Sınırı geçtikten sonra bir süre daha sahilden yol aldık.  Plajda tek tük insanlar güneşlenip yüzüyor. Yüzmeyi Karadenizde öğrenmiş olmama rağmen orada yüzülmezmiş gibi bana garip geldi.  
Sahilden ayrılıp devam ettiğimizde üzerinden geçtiğimiz Türkiye'de doğup Batum'da Karadeniz'e dökülen Çoruh nehri üzerinden geçtik.

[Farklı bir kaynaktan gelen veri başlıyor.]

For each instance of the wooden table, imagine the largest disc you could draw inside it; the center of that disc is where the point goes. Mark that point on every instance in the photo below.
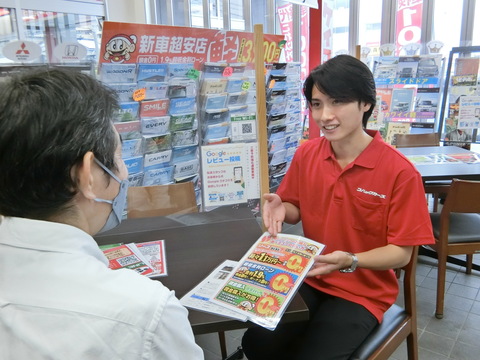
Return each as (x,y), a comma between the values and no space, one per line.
(195,244)
(444,171)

Apsaros kalesi de yol üzerindeydi ama sanırım bedeli fazla olduğu ve minik kalenin tamamı kapısından görüldüğü için gezilmedi. İsa'nın oniki havarisinden Matthias'ın mezarı buradaymış. Kale denince insanın aklına yükseklerde kurulmuş, yıkılmış viraneye dönmüş olsada haşmetinden bir şey kaybetmemiş tarih sahneleri gelir. Burada öyle bir hisse kapılmıyorsunuz. Sanki komşu köyün muhtarı herkes giremesin diye düzlüğe duvar çekmiş.
Nihayet Batum Prestij otele geldik. Otel web sitesinde tatlı görünüyor ama ben öneremiyeceğim. Asansörü de yok ama kahvaltıda sundukları haşlanmış patates çok lezzetliydi. Çocukluğumuzun patates lezzeti. Son derece yetersiz kahvaltı basık ve sıkışık bir salonda veriliyor.
Otelde bir kaç saat dinlenmenin ardından Batum turu başladı. 
Caddeler çoğu yerde oldukça genişse de her cadde için geçerli değil. Ajara özerk bölgesinin başkenti olan Batum küçük ama sevimli bir şehir. 
Rehberimizin anlatısıyla Gürcistan toprağı olan Ajara idari olarak Rusların elindeymiş. Anlayacağınız davul Gürcistan'da tokmak Rusya'da.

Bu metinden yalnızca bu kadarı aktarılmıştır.